Kim Nicolini on why Revolutionary Road was shut out at the Oscars.

It’s no wonder Revolutionary Road was shut out of the Oscars. As stated in this article from the New York Times, this year the Academy is looking to stories of the “indomitability of human will” to grace with its little gold statues. All of the nominees for best picture are “films built on individual successes” that provide “a nice, big chunk of uplift.” From Slumdog Millionaire to Milk to Frost/Nixon, these are stories where the little guy can beat the big powers that try to keep him down and where human will has the ability to allow us to conquer all, rise up, forge change, and take control of our own lives and destiny. Given that that many of the films deal with battling political and/or economic systems (presidential abuse of power, the Catholic church, economic class stratification), these films are classic Depression era narratives.
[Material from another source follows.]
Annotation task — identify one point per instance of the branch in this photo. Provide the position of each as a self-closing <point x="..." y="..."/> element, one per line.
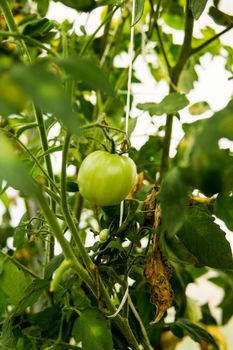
<point x="156" y="15"/>
<point x="175" y="74"/>
<point x="209" y="41"/>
In fact, when writing about Slumdog Millionaire, I described it as Frank Capra goes to Mumbai in the 21st Century. Indeed, there is no hiding the fact that we are in a Depression. As the economy sinks lower and lower, people lose their homes and their jobs, and businesses collapse, there is no denying that the Depression is now. So maybe uplift and triumph is what people need. Apparently the Academy thinks they don’t need a movie like Revolutionary Road which provides a relentlessly brutal critique of the shallow illusion of the American Dream and the inherent fallacy of the institution of marriage. Revolutionary Road basically says that everything America pretends to be through its policies of blind acquisition, status through material gain, and a self-deluded vision of Norman Rockwellesque family life is a toxic lie. Well, isn’t it? Of course it is, but now that most Americans have had to look the lie in the face as the veneer of their American Utopia has crumbled under their feet, I guess they don’t want to see it in the movies too.